Another crucial factor is the change in carbon prices within the EU Emissions Trading System (ETS). The widespread lockdown measures together with market speculation have sent the carbon price under the EU ETS in a nosedive, with prices dropping by almost 40 per cent to a near two-year low just above 15 euros/tonnes of carbon dioxide according to the estimates of the international NGO Carbon Market Watch.
Considering Central European countries’ and especially the Polish power industry’s heavy reliance on coal, the cost of carbon emissions can set back transition. Data of EU ETS show that last year Polish PGE’s Belchatow coal-fired power plant took its biggest step so far by reducing emissions by 5.6 million tonnes, suggesting that higher carbon prices just started to have an impact. With the cost of pollution going down, shift to renewable sources might be at risk as well, although the crisis pushed down renewables prices too.

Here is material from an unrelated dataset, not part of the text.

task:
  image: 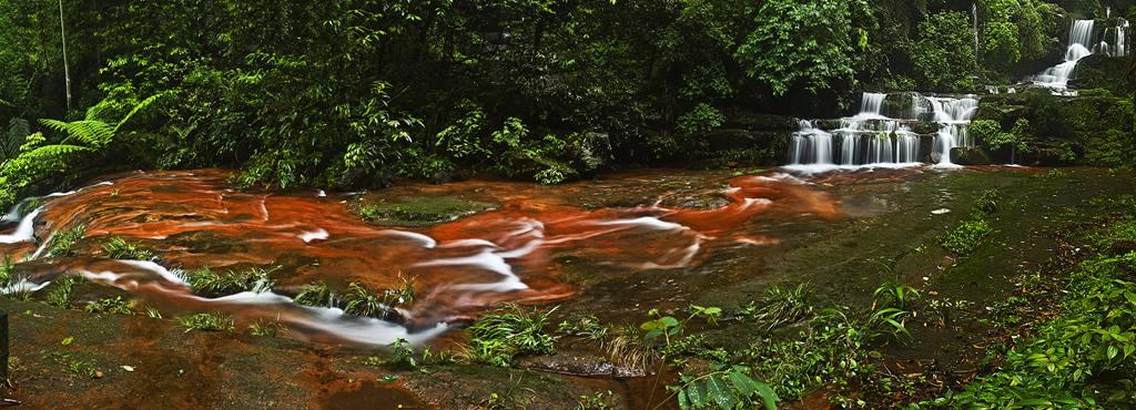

Fatih Birol, Executive Director of the International Energy Agency (IEA) highlighted that for certain regions with high shares of wind and solar generation the declining demand will potentially offer an opportunity for renewables to take up an even higher share of generation than usual. While for others the weaker electricity demand means power generation capacity is abundant, which presents significant challenges for how to operate baseload power — in the form of both fossil fuels and nuclear — while managing fluctuating renewables generation on the grid.
“This is an important moment for our understanding of cleaner electricity systems, including some of the operational challenges that policymakers and regulators need to address to ensure electricity security,” said Mr Birol.